Yours of 25: is just come to hand. The Letters inclosed shall be sent, with mine.
As to publishing the Letters in a Pamphlet, I have no Objection provided no Name is mentioned. But there is one Alteration necessary which runs throughout. They are now printed as if written by and Englishman. So that, England, Englishmen Britain Britons &c ought to be substituted instead of “We,” “Us,” &c. As they are announced to be by an American they ought to be consistent, in the style.
As to Corrections and Alterations, there are certain grammatical Incorrectnesses, owing to haste which a School Boy, would not commit deliberately. They were neither 9 Years in Writing nor correcting. If any one thinks them worth it, I have no objection to reprinting them. But I should think the true dates better than the supposed ones. I have not the Time to meddle with them, any more.
There are, Somewhere in Existence 30 Letters written to Mr Calkoen of Amsterdam near two Years ago, in answer to as many Questions which he put to me, about American affairs which I Should be glad to have preserved, as they will be sometime or other, not from any intrinsick Merit in them, but merely on Account of the Effect they had. They were communicated to a Society of forty Gentlemen of Letters in Amsterdam—and out of them was composed a Comparison between the Dutch Revolution and ours which was read in the Same society and contributed Somewhat to open the Eyes of People in this Country, and to our final success.

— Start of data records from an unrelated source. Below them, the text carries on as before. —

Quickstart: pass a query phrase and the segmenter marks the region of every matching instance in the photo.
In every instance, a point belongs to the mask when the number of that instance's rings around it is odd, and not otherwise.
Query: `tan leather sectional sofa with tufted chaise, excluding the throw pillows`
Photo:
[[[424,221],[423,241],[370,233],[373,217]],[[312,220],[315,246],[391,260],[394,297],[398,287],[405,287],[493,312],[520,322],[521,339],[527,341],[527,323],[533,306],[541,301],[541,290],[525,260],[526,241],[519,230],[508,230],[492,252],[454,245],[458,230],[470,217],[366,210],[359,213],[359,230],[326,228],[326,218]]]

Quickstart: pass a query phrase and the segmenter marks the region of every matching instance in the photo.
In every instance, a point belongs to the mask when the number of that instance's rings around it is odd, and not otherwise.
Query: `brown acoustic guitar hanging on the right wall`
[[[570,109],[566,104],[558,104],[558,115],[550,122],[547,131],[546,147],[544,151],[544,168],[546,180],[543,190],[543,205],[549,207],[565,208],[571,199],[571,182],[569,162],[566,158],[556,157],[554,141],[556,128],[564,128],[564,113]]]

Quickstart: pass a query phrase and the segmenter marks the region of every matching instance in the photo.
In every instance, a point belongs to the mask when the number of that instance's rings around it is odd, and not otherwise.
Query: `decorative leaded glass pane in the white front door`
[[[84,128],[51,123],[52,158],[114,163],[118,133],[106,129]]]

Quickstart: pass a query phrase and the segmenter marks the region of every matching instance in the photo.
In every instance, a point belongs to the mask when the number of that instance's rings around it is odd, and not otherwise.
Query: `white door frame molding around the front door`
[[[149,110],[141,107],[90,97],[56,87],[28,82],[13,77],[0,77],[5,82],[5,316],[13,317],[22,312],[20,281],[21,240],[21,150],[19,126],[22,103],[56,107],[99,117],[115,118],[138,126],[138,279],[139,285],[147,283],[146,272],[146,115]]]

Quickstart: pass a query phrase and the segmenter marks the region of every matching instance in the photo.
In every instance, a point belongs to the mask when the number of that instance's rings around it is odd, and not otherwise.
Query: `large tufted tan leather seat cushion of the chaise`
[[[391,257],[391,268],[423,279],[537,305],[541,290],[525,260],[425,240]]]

But there is no need of Haste in this matter.1
If an Historian Should ever arrise, who shall think it worthwhile to compare my Negotiations here, with those of Mr Franklin and of Mr Dana,
and of Mr Jay and perhaps of others and he Should be furnished with all the Documents which are in my Possession—he will reflect, that it is some times necessary and usefull to be “Assuming.” If After receiving Such Advice and Exhortations as I did, I had suspended opperations to request Instructions, I Should have been forbidden to do, what has been done, I should have been pegged like Ariel in a rifted oak, and this Country would now have been Seperately at Peace with England.
Thanks be to God, that he gave me Stubborness, when I know I 495am right. Monsieur “Votre Fermete a fait un tres bon Effet ici” pronounced by the Same Personage who Spent five hours, to perswade me to be infirm a Year before, was a Confessien “Arrachee” that gave me Pleasure enough.2
I have Several Anecdotes to tell you, of Plans projected when our affairs were upon the critical turning Point here, which would even then have ruined Us forever, Plans projected, not I believe from ill design, at that time but merely from Indecision, Timidity Irresolution, wanting a clear Head, and a distinct View of the little nice Points upon which great affairs sometimes turn. Stubbornness, Obstinacy, L'Abondance dans Son Sens, et “L'Ignorance de se donner aux Convenances” came in Aid again and defeated all this little Plans, and Saved the American Cause here.
But now all is well Complaisance, Familiarity, Friendships and every Thing that is lovely.
JA's 1780 letters to the Amsterdam lawyer Hendrik Calkoen regarding the American Revolution (vol. 10:196–252) were not published in London until 1786, but for their complete publication history, see the editorial note accompanying them in vol. 10.
For JA's description of his meetings with the Duc de La Vauguyon on the 19th and 20th of April 1781, during which the French ambassador attempted to dissuade JA from presenting his 19 April memorial to the States General, see vol. 11:263–265.